“Well, as a matter of fact, I don’t think I did. Molly decided.”
“Yes, that’s usually the way. Now I suppose I shall have to do something friendly about that ass Emma Granchester.”
“I really know Lady Metroland very little,” said Lady Granchester. “But I suppose now I must invite her to luncheon. I’m afraid she’s far too smart for us.” And by “smart” Lady Granchester meant nothing at all complimentary.
But the mothers met and decided on an immediate marriage.
The news of Peter’s engagement was not unexpected and, even had it come as a surprise, would have been eclipsed in interest by the story of Angela Lyne’s uncharacteristic behaviour at the cinema. Peter and Molly, before parting that night, had resolved to tell no one of the incident; a renunciation from which each made certain implicit reservations. Peter told Margot because he thought she ought to do something about it, Basil because he was still dubious about the true explanation of the mystery and thought that Basil, if anyone could, would throw light on it, and three members of Bratt’s because he happened to run into them at the bar next morning when his mind was still full of the matter. Molly told her two sisters and Lady Sarah from long habit, because whenever she promised secrecy in any matter she meant, even at the time, to tell these three. These initiates in their turn told their cronies until it was widely known that the temperate, cynical, aloof, impeccably dressed, sharply dignified Mrs. Lyne ? Mrs. Lyne who never “went out” in a general sense but lived in a rarefied and enviable coterie ? Mrs. Lyne whose conversation was that of a highly intelligent man, who always cleverly kept out of the gossip columns and picture papers, who for fifteen years had set a high and wholly individual standard of all that Americans meant by “poise”; this almost proverbial lady had been picked up by Peter in the gutter where she had been thrown struggling by two bouncers from the cinema where she had created a drunken disturbance.

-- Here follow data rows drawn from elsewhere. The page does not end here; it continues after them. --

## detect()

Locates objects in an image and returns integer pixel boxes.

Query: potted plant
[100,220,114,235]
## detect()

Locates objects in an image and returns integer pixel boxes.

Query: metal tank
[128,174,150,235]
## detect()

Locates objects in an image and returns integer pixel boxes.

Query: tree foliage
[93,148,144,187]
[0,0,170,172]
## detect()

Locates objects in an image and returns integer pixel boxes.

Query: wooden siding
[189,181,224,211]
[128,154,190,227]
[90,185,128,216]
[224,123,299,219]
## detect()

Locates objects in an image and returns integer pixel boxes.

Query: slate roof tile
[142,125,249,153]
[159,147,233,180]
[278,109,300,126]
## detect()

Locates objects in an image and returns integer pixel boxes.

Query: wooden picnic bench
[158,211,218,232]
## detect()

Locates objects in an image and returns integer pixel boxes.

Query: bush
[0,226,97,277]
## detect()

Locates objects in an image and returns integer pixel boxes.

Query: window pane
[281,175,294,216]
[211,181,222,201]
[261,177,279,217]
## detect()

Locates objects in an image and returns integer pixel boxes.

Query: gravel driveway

It could scarcely have been more surprising had it been Mrs. Stitch herself. It was indeed barely credible and many refused to believe it. Drugs possibly, they conceded, but Drink was out of the question. What Parsnip and Pimpernell were to the intelligentsia, Mrs. Lyne and the bottle became to the fashionable world: topic number one.
They were still topic number one three weeks later at Peter’s wedding. Basil persuaded Angela to come to the little party with which Lady Granchester honoured the occasion.
He had gone round to see her when Peter told him the news; not immediately, but within twenty-four hours of hearing it. He found her up and dressed, but indefinably raffish in appearance; her make-up was haphazard and rather garish, like a later Utrillo.
“Angela, you look awful.”
“Yes, darling, I feel awful. You’re in the Army!”
“No, the War Office.”
She began talking intensely and rather wildly about the French. Presently she said, “I must leave you for a minute,” and went into her bedroom. She came back half a minute later with an abstracted, little smile; the inwardly happy smile of a tired old nun ? almost. There was a difference.
“Angela,” said Basil, “if you want a drink you might drink fair with a chap.”
“I don’t know what you mean,” she said.
Basil was shocked. There had never been any humbug about Angela before, none where he was concerned anyway.
“Oh, come off it,” he said.
Angela came off it. She began to weep.
“Oh, for Christ’s sake,” said Basil.
He went into her bedroom and helped himself to whisky from the bottle by the bed.
“Peter was here the other evening with some girl. I suppose they’ve told everyone.”
“He told me. Why don’t you switch to rum? It’s much better for you.”
“Is it? I don’t think I’ve ever tasted it. Should I like it?”
“I’ll send you some round. When did you start on this bat?”
There was no humbug about Angela now. “Oh, weeks ago.”
“It’s not a bit like you.”
“Isn’t it, Basil? Isn’t it?”
“You were always bloody to me when I had a bat.”
“Yes, I suppose I was. I’m sorry. But then you see I was in love with you.”
“Was?”
“Oh, I don’t know. Fill up the glasses, Basil.”
“That’s the girl.”
“‘Was’ is wrong. I do love you, Basil.”
“Of course you do. Is that how you take it?” he asked, respectfully.
“That’s how I take it.”
“Good and strong.”
“Good and strong.”
“But I think we’d be better suited to rum.”